The second thing this made me think of was how long-lasting and consequential ill-advised decisions made in the heat of the moment or in youthful ignorance can be. The background checks mentioned by this recruiter are things I have done. As someone in a position to make hiring decisions, I have Googled applicants and checked to see if they have Facebook content that is available to the public. (I avoid MySpace like the plague). I have looked at e-mail handles, too. And I know you know the ones we’re talking about. The ones that might be funny when you’re in high school or college, but when included on a professional resume or application demonstrate an incredible lack of tact and professionalism at best and intelligence at worst.
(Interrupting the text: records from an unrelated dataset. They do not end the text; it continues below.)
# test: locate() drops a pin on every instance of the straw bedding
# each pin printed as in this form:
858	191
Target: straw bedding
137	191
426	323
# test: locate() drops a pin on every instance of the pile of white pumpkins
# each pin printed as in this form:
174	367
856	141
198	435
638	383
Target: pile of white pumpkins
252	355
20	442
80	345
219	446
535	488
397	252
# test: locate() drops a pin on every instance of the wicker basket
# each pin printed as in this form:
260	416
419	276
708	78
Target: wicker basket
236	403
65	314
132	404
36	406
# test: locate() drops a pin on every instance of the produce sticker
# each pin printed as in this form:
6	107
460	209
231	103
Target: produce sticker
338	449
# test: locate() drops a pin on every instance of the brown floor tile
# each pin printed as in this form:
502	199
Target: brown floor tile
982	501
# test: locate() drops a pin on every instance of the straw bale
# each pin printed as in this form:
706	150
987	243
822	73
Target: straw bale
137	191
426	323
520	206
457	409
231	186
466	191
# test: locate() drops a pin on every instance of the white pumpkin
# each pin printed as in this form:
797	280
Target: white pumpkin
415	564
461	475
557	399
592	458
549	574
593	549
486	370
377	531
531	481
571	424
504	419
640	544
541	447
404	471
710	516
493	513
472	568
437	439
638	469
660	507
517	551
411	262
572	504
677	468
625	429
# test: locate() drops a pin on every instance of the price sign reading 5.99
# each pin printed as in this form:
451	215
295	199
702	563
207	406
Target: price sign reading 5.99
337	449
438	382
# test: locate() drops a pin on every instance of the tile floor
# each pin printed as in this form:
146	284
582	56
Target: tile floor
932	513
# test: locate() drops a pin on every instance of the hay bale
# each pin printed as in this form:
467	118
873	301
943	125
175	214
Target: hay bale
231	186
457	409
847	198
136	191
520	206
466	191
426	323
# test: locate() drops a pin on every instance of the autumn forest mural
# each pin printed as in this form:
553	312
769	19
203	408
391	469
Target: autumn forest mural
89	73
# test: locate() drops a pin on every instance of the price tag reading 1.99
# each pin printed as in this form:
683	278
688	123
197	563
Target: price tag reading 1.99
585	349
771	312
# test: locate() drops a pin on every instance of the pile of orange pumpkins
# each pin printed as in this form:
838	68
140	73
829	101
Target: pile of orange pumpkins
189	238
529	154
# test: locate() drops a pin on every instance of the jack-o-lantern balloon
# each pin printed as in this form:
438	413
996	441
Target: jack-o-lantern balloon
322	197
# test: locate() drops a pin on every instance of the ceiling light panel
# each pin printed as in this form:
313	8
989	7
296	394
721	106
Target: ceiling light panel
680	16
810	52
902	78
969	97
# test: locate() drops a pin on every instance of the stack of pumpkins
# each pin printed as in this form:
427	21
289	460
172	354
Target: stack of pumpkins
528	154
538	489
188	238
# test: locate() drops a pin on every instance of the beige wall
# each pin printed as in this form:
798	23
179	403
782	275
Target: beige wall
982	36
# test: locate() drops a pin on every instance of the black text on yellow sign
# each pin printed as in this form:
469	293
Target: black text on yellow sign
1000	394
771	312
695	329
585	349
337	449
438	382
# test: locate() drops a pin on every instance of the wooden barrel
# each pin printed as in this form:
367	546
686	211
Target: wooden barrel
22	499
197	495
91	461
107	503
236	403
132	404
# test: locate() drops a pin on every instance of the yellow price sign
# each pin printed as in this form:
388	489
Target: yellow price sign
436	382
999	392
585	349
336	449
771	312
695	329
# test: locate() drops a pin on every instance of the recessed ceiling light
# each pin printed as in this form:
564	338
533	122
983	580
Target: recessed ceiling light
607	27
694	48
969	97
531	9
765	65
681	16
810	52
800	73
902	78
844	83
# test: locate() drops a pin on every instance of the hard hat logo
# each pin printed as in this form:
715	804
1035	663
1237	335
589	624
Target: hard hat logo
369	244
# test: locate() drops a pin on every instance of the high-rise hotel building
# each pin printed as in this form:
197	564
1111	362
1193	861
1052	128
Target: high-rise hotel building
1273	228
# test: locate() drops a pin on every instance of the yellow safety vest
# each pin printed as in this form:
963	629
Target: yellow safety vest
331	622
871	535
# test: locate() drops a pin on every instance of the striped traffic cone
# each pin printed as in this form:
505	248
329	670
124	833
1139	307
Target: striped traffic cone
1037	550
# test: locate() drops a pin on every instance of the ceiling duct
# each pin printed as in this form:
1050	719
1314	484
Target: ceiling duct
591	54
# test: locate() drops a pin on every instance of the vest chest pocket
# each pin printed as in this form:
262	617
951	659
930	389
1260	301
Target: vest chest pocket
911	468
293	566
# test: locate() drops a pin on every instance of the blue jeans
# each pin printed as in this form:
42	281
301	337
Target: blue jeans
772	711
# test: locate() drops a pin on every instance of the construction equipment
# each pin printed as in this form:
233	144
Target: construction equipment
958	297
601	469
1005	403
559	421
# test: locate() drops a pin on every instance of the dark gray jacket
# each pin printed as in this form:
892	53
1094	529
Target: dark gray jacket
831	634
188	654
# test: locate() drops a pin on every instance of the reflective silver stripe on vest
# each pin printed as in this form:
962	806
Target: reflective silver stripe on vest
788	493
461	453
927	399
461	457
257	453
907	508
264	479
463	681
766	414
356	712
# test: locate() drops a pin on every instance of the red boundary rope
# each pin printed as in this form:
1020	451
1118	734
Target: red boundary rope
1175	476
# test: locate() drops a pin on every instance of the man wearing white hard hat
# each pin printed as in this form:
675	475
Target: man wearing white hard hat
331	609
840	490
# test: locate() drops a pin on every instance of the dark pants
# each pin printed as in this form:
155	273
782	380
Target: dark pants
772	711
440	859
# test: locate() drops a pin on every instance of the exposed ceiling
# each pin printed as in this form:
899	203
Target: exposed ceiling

Regarding the Lord’s Army, though, this conversation reminded me again of how glad I am that the eligibility requirements there are much less exacting. In fact, if I did everything perfectly when it came to earning good grades, keeping my Facebook page clean, and never getting in any trouble with the law, all while sending all of my e-mails from an e-mail handle dripping with Christian-ese, the Lord would tell me I had not been accepted. Only by admitting that I could do nothing on my own to earn my way in and that in and of myself I am completely unworthy to join His Army can I even hope to become eligible. And only by accepting that Jesus Christ came to earth as a man, lived a perfect life, died upon the cross and rose three days later, winning the battle over sin and death, can I get in.
As we approach Thanksgiving, this is the thing I am more thankful for than any other: I am in the Lord’s Army, and only because “God so loved the world that He gave His only begotten Son that whoever believes in Him will have everlasting life.”